Central Dredging Association
- Abbreviation: CEDA
- Formation: 1978
- Type: NGO
- Legal status: Charity
- Purpose: Professional association
- Headquarters: Delft
- Location: The Netherlands;
- Region served: Europe, Africa, Middle East
- General Manager: Anna Csiti
- Website: www.dredging.org

= Central Dredging Association =

The Central Dredging Association (CEDA), founded in 1978, is an independent, non-profit, non-governmental, professional society for the dredging industry. It provides an independent forum for people involved in activities related to dredging and marine construction in Europe, Africa and the Middle-East, and aims to generate and disseminate impartial knowledge and information about dredging in these regions. It is one of three dredging associations that together form the World Organisation of Dredging Associations (WODA).

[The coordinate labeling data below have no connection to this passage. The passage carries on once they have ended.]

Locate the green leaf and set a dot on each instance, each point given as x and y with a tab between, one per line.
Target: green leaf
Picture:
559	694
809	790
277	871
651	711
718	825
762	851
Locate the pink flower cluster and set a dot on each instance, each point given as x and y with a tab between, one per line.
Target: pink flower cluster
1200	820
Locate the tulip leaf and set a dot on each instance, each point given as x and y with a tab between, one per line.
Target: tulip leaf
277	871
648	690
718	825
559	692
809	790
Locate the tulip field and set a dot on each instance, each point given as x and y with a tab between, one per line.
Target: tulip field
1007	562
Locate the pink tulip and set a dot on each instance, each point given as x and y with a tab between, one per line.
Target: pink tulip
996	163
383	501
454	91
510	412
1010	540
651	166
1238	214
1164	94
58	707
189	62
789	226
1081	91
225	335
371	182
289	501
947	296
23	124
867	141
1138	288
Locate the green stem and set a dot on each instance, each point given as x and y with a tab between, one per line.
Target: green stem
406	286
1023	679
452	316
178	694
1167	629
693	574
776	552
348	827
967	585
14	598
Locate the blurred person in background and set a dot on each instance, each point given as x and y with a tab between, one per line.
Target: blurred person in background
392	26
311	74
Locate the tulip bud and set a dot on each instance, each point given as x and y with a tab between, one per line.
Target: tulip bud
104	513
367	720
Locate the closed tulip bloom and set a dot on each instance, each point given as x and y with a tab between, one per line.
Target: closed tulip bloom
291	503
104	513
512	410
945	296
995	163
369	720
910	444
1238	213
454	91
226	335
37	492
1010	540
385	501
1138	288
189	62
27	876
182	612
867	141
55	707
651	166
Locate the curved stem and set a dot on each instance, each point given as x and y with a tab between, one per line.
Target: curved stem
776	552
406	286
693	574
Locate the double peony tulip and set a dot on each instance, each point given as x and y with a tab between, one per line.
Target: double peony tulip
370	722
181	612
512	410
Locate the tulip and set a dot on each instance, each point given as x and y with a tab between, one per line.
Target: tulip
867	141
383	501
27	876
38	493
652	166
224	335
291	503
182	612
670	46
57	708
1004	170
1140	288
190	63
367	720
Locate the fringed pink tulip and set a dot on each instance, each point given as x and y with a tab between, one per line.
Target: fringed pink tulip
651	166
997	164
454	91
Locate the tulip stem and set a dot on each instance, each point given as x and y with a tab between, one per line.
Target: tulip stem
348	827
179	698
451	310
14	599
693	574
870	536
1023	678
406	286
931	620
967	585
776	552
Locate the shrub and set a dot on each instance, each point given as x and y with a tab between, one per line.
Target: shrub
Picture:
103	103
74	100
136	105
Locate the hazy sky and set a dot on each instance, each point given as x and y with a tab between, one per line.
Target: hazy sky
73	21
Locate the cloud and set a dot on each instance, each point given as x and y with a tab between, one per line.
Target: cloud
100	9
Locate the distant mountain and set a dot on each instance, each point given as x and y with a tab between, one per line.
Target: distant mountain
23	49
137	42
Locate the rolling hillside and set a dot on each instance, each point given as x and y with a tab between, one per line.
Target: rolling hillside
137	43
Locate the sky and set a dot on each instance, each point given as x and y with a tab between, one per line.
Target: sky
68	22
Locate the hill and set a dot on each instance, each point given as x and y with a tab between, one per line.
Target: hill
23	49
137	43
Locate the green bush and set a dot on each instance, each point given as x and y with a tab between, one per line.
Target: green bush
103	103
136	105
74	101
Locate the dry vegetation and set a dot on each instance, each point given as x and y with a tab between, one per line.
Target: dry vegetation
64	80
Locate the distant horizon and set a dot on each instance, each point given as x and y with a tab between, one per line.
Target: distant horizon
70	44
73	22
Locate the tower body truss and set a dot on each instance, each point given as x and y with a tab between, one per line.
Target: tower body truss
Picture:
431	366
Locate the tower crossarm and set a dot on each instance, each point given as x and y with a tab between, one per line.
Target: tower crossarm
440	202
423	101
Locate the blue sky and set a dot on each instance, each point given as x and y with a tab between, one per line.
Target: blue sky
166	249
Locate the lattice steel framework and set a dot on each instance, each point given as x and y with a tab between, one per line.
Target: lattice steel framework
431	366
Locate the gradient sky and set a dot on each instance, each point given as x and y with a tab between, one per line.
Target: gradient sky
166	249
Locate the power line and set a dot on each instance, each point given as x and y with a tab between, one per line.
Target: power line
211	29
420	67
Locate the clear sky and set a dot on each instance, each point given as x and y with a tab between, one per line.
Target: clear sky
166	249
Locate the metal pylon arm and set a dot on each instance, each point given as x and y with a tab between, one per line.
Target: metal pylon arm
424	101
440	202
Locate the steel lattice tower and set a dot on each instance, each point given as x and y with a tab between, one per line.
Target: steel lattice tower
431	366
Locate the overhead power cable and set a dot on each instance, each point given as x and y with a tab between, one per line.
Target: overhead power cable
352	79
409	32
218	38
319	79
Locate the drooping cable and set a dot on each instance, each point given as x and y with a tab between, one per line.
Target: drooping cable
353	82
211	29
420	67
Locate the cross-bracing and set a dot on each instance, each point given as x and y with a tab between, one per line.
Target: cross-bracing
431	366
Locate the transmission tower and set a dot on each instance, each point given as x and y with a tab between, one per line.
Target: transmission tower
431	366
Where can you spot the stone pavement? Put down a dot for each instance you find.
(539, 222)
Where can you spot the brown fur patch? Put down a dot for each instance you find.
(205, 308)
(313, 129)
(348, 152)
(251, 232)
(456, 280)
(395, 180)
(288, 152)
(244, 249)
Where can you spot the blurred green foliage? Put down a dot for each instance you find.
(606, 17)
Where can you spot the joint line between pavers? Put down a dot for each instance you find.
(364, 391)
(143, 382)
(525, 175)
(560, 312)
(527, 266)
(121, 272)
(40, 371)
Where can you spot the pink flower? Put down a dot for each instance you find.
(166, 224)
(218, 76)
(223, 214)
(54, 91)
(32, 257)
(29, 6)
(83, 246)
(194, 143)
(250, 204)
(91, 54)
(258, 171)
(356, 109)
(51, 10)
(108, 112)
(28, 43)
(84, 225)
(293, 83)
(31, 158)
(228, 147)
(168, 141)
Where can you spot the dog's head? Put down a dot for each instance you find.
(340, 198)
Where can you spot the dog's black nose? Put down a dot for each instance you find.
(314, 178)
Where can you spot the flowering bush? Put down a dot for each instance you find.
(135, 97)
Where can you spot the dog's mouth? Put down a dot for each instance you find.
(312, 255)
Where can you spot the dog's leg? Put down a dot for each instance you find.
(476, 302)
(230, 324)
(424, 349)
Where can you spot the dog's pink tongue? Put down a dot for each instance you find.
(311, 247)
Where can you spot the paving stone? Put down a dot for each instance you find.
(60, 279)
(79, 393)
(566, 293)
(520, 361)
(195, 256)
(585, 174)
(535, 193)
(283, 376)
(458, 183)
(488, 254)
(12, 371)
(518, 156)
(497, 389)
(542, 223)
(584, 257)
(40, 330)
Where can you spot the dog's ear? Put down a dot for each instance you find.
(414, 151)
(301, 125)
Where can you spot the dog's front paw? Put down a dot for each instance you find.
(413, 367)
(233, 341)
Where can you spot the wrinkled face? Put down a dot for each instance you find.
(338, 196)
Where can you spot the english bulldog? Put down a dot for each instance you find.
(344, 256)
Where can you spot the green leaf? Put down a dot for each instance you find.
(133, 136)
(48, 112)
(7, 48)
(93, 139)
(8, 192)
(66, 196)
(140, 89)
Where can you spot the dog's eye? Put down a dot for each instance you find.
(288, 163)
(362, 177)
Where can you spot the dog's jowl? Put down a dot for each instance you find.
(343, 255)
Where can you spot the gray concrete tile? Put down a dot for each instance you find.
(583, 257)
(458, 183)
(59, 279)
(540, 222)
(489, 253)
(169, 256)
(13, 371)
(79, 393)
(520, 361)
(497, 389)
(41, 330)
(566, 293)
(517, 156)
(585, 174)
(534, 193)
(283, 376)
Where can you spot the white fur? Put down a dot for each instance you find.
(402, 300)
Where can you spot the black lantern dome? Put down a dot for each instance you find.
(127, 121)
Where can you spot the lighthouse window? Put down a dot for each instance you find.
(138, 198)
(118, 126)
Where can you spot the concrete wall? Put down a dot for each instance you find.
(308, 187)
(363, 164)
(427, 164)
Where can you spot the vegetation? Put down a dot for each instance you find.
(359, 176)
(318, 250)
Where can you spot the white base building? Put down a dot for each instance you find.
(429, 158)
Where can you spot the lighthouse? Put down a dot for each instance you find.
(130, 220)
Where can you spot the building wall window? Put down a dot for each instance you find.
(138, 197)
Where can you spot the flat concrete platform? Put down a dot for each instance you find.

Its British section is a learned 'Associated Society' of the UK Institution of Civil Engineers.

==History==
CEDA was launched at the 8th World Dredging Congress in Amsterdam in November 1978. By 2008 its membership (predominantly scientists, academics, engineers and practitioners) had grown to represent over 40 countries.

==Activities==
CEDA organises events including international conferences, seminars and technical meetings, site visits and training courses; in November 2013, it organised the CEDA Forum in Rotterdam. It also produces publications including conference proceedings with peer-reviewed papers, and provides technical and scientific advice.